Film

Always Talking, Never Listening: Listen to Me Marlon

by / Aug. 26, 2015 1am EST

In the last few decades of his life, Marlon Brando never missed an opportunity to put down the craft of acting. In the new high-concept documentary Listen to Me Marlon (opening Friday at the Amherst Theatre), Brando gets a post-mortem chance once again to weigh in on acting—praising it at some points and bashing it at others.

His contradictory feelings about the profession he once summarized as “lying for a living” take up a small but significant part of the picture, as they illustrate its main flaw, that you could never rely on the errant-talker that was Brando for a coherent, linear statement on anything. Filmmaker Stevan Riley has done an admirable job of boiling down hundreds of audio cassettes that Brando left behind, the most cogent of which were made for his partially ghosted autobiography Songs My Mother Taught Me. The result has the semblance of a biographical portrait, but Brando’s own intransigence and capricious turns of mind—the same assets that made him both the best but often the laziest actor of his generation—prevent the film from providing a definitive objective portrait of its subject.

Listen to Me Marlon fits snugly into the small but growing class of documentaries that basically illustrate audio material. Riley clearly had the full cooperation of the Brando estate, plus ample financial resources (courtesy of the film’s distribution company, Showtime Films), enabling him to use material from Brando’s most famous films. What seem like several hundred small segments of Brando speaking are overlaid with rare photos and home movies (including color footage of the On the Waterfront set and Brando being mobbed by girls a la Sinatra and Elvis at the Guys and Dolls premiere); these alternate with more pedestrian “country scenes” and chronologically accurate photos and footage of New York City and Los Angeles.

Riley’s attempt to assemble a narrative out of several decades’ worth of tapes means that Brando’s voice ages and then become young again from scene to scene, frequently even from line to line. Thus we hear an aged, weary Brando (he died in 2004 at the age of 80) talking about a topic, followed by a younger, livelier Marlon talking about the same topic with a different tone and cadence. (Even at their most honest, these tapes do comprise “performances” of a kind—watching the film, one is certain he intended for the tapes to be heard by an audience).

The audio montage that Riley has assembled concentrates primarily on Brando speaking about his parents (his father was a hard-ass who never showed signs of affection; his mother a more sensitive alcoholic) and thoughts about subjects that are part of his mythology: his passion for civil rights and the plight of the Native American, his love of the Tahitian people, his sadness that he was such an absent parent, and his loathing for the trappings of fame.

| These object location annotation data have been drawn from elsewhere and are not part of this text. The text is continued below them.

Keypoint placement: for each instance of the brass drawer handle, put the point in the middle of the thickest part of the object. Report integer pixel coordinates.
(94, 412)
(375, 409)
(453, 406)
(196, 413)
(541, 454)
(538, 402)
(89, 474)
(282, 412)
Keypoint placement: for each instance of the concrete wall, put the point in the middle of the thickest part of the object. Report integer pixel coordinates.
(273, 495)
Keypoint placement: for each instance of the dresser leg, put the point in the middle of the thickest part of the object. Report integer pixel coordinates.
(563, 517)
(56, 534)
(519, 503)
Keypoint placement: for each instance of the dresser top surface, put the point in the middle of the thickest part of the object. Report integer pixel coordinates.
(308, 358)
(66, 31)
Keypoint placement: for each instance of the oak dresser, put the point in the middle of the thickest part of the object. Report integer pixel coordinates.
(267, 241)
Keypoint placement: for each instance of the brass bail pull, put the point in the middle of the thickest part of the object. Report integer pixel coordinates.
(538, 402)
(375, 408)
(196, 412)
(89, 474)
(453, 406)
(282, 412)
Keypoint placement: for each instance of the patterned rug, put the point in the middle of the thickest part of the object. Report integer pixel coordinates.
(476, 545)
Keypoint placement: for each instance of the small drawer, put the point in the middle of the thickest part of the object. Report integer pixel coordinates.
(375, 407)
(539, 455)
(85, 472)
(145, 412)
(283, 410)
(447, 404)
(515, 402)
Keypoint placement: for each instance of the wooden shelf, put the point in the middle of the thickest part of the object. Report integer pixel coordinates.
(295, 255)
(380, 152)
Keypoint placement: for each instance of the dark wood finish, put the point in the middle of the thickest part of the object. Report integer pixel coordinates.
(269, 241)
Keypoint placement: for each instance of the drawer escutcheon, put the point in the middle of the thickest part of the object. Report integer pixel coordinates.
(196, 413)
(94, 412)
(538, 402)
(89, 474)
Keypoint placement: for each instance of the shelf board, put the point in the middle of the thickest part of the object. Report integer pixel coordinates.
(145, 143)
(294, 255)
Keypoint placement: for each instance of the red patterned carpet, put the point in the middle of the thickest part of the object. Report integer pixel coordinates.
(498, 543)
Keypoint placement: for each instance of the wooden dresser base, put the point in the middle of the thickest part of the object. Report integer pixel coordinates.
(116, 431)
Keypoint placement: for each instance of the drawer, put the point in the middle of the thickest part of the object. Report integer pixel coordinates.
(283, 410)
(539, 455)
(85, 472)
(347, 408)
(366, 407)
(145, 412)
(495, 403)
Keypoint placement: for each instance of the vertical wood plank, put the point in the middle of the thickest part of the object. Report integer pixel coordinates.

Because of the chronological shuffling of the audio materials in the film, one can’t be certain if the older Brando had any positive feelings for his work as an actor; as it stands, Riley puts positive comments about the craft earlier on and places Brando’s condemnations of acting later in the film (“there’s no art…it’s all bullshit”).

Although the film’s attempted chronological structure should make it a decent “101” for those who only know Brando from The Godfather and the iconic images from his early Fifties movies, Listen to Me Marlon will be best enjoyed by those viewers who know his work well. The only non-fans who will be truly interested are younger actors who might be interested by the little gems of advice that crop up in Brando’s verbal rambling (“you have to know your subject…you have to know your character”) and comments about the creation of his best-known roles (Stanley Kowalski, Terry Malloy, Don Corleone, and Paul from Last Tango in Paris).

The main impression left by Listen to Me Marlon is that, despite his wealth and publicly blasé attitude, Brando was extremely unhappy. This lends a bittersweet, almost Citizen Kane-ish aspect to the way in which the film is framed: Riley begins and ends the film with taped experiments in self-hypnosis in which Brando tried to calm himself down and welcome sleep by remembering isolated happy incidents from his childhood.